Almost entirely set in a chalet and its garden, this is (at least in the version I’ve seen) less audacious in its sex scenes than La caliente niña Julieta , but still participates in the early 80s trend to go further in detail than previous Spanish films of the type. Most vivid (and, for the film’s purposes, obviously most successful) in this respect is an early encounter between Andrea Albani and Vicki Palma. Scenes involving different sexes are less effective, but this seems to be in keeping with the strange gender segregation found in Iquino’s output at this stage. Even if Pierre and Mario do not get to turn to each other here (which they actually did in La caliente niña Julieta ), it is insinuated in the dialogue that the effeminate Chummy is blackmailing them over some business they once engaged in while drunk. In this comedic embodiment of the ideas in Pasquale Festa Campanile’s Autostop rosso sangue, one may note the significant tendency among all and sundry to express only some mild irritation over the discovery of a partner’s infidelity.
Iquino handles the fluffy proceedings confidently, particularly in the ghostly climax with the costumed girls, although on the whole, I would have preferred him not to re-use that awful musical theme from his own Emmanuelle y Carol. The three female leads (in what, apart from the grating Jordi Vila, is a rather personable cast) are very casual and convincing in their roles, while Joaquín Gómez does his reliable “silly” act.
The tall, black-haired, small-eyed Vicki Palma conveys a strong, imposing personality but she made few films (in one of these she played the Countess of Gamiani, co-starring with Albani) and I know nothing of her later life. I already have commented elsewhere on Andrea Albani’s sad fate. Rumour has it that Carla Dey is now a social worker. As with Palma, I am uninformed about the whereabouts of Sianna Gori, a former showgirl of Equatoguinean origin. Amparo Moreno, who must blush at the mere mention of her early films, is now a noted character actress who has achieved success on the Barcelona stage in productions of SHIRLEY VALENTINE and Stephen King’s MISERY. The men, both leads and supports, are all still active as working performers or as dubbers.
Jóvenes amiguitas buscan placer only attracted half of the patronage of La caliente niña Julieta but this was probably more than enough to turn in a nice differential for Iquino. Between La caliente niña Julieta and Jóvenes amiguitas, Iquino appears to have made La desnuda chica del relax
, which placed his usual actors in grimmer crime film situations, and the two films starring Concha Valero seem to have been produced later, followed by Esas chicas tan pu…,the director’s farewell to the softcore film and a run-through of his previous themes and situations. All in all, if we add these films to the Raquel Evans trilogy, he made 9 softcore films, as well as a few others one may tentatively place within the genre. The last six, from La caliente niña Julieta , were all cranked out in 1980-1982. The girlish but strong-jawed Andrea Albani, for her part, managed to squeeze nine films (usually in lead or co-lead roles) into 1983 alone. Outside Spain, she may be familiar to some for the Swiss-Spanish co-production MAD FOXES, where she played the hero’s girlfriend.

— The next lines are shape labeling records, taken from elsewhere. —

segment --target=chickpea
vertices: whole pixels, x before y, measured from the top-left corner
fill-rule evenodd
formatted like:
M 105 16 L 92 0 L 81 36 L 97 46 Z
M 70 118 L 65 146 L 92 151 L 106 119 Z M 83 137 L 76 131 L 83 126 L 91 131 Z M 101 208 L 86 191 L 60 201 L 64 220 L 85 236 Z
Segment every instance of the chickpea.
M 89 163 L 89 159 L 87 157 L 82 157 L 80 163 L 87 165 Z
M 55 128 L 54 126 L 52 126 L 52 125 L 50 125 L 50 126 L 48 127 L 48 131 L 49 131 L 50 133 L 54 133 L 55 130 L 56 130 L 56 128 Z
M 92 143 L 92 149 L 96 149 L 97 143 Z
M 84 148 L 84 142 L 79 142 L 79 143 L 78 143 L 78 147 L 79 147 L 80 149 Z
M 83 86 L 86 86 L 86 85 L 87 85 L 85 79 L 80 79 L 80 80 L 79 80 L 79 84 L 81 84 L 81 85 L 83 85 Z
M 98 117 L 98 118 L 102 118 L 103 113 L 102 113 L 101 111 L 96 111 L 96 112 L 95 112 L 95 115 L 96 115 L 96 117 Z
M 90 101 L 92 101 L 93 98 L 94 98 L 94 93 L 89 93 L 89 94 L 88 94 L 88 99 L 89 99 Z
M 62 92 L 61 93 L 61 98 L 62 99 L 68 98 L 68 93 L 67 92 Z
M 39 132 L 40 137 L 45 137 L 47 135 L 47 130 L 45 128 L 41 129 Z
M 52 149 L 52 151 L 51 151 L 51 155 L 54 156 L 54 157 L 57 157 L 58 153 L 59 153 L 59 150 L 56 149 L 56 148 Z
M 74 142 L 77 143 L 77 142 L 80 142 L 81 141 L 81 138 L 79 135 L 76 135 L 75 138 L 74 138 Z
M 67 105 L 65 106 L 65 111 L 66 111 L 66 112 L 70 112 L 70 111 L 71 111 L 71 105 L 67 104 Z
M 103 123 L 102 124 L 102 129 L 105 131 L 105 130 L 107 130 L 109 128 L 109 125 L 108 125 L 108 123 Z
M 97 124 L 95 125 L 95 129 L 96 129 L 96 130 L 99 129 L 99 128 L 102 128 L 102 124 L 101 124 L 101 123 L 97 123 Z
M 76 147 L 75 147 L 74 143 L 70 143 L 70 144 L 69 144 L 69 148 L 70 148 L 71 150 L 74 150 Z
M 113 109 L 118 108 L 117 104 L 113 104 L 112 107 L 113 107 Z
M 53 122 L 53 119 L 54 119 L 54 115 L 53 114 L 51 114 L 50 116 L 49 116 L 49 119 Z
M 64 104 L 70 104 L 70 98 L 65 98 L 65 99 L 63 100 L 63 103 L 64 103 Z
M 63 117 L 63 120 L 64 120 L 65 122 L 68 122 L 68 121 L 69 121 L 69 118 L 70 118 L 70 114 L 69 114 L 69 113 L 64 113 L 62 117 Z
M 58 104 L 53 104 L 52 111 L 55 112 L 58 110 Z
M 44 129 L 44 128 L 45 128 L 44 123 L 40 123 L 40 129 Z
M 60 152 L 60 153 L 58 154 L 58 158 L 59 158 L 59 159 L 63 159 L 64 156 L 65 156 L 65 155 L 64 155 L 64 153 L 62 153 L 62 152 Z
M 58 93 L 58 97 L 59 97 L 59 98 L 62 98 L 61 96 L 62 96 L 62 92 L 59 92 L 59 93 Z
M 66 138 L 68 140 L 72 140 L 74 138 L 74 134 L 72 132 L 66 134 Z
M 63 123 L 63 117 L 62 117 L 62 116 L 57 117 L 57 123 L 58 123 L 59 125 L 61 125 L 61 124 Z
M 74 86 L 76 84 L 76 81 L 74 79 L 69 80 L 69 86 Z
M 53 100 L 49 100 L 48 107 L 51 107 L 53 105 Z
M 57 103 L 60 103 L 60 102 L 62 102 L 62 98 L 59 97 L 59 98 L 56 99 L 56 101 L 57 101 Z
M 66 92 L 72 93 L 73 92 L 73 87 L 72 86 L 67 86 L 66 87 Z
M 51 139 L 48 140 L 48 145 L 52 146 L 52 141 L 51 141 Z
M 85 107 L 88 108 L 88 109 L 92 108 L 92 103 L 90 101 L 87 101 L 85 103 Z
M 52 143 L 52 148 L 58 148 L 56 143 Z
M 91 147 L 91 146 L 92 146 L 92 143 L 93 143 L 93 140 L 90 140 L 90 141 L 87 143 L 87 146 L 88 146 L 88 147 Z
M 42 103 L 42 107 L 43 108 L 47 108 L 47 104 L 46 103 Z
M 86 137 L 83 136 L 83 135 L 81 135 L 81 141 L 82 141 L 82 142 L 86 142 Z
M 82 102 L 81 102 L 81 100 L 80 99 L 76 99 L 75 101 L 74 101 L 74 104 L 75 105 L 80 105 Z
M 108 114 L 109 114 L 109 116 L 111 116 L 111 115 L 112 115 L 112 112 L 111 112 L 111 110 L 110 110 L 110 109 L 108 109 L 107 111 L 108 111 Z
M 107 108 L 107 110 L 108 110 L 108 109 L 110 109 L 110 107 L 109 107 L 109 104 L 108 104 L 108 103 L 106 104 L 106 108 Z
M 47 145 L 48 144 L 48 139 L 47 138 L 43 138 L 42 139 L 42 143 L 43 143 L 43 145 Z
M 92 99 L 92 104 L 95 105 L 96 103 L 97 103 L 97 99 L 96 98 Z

robertmonell - April 11, 2008 08:55 PM (GMT)
You are a better man than I, Nzoog, being able to watch these and manage to write something interesting about them! :D

Nzoog Wahlrfhehen - April 12, 2008 11:17 AM (GMT)
Thanks! I wonder if the same strength could extend to travelogues. :D

robertmonell - April 12, 2008 12:34 PM (GMT)
BTW, do you have a picture of Raquel Evans? Thanks.

Nzoog Wahlrfhehen - April 12, 2008 08:42 PM (GMT)
I presume you'll want DVD rather than VHS caps. Just give me some days.

robertmonell - April 12, 2008 08:51 PM (GMT)
Many thanks for that! Yes, a DVD shot would be good.